Per me era normale perché, quando faccio una cosa, mi piace farla in una determinata maniera. Che mi faccia stare bene con me stesso. Questo è un problema perché alla fine questo lavoro se sei fatto così ti piace e ti crea dipendenza. Mi è capitato tante volte, di desiderare di avere più chiamate e andare, fare, andare, fare. Anche questo si spiega male però l’ho notato in più persone.
Quando sono entrato a La Marzocco per due anni questo ritmo, questo correre, mi è mancato. Mi ci sono voluti due anni per abituarmi ad un ambiente diverso. Mi mancava la mia routine che non era routine, il rapporto quotidiano con le persone. La clientela, stare sempre fuori… mi sentivo in gabbia e ho continuato per certi versi a sentirmi in gabbia. Eppure, fare assistenza non è sempre piacevole. Per rapportarti con il cliente a volte devi essere più psicologo che tecnico. Perché hai sempre a che fare con persone alterate. L’80% delle volte sono delle belve che ti metterebbero le mani al collo. Devi riuscire a placarli, levargli l’ansia che hanno addosso. Devi lavorare mentre ti ringhiano sul collo perché la macchina è ferma e stanno perdendo 4 euro.

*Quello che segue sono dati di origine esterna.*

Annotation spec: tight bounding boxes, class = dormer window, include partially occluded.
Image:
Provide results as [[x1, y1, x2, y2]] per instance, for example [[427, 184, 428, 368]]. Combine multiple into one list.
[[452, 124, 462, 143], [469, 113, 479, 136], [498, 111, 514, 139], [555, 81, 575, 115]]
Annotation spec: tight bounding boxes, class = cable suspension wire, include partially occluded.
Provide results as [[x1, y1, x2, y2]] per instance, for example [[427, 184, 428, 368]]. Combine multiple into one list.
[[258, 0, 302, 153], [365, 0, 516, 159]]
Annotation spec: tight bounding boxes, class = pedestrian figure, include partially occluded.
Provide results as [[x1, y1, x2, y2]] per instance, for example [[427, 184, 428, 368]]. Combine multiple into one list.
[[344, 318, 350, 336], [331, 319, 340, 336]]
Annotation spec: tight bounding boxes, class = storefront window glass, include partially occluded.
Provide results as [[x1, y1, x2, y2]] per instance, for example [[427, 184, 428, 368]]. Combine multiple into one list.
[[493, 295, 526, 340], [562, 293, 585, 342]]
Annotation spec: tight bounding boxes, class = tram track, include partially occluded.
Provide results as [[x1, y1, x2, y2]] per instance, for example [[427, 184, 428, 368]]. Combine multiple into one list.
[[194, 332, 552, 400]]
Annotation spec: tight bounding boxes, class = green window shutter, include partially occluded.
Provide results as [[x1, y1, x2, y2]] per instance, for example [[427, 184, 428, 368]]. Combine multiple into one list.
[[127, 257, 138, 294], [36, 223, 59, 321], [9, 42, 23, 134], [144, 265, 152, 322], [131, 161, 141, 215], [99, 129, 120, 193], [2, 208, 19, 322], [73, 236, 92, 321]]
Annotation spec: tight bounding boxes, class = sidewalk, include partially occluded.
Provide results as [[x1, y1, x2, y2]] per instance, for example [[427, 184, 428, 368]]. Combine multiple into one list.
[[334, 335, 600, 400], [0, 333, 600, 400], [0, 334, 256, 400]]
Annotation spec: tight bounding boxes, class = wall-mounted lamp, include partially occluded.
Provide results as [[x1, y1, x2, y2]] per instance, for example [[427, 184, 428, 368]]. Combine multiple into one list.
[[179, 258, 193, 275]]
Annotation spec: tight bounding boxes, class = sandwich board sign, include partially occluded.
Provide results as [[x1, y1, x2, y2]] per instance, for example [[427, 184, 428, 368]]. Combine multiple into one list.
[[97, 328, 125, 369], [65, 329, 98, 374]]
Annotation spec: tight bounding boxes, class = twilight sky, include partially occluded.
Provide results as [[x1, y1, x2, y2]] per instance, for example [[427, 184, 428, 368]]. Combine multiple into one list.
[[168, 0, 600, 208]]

E tu sei lì con la macchina che brucia come un animale e devi stare attento a ogni dettaglio.
Con l’avanzare della tecnologia le cose cambiano ovviamente. Cambiano i metodi. Con la manutenzione predittiva si spera di scongiurare le emergenze, piano piano magari inizieranno anche a rompersi sempre meno e per quel poco magari riusciranno a ripararsi da sé… comunque io resto dell’idea che il futuro è negli attrezzi.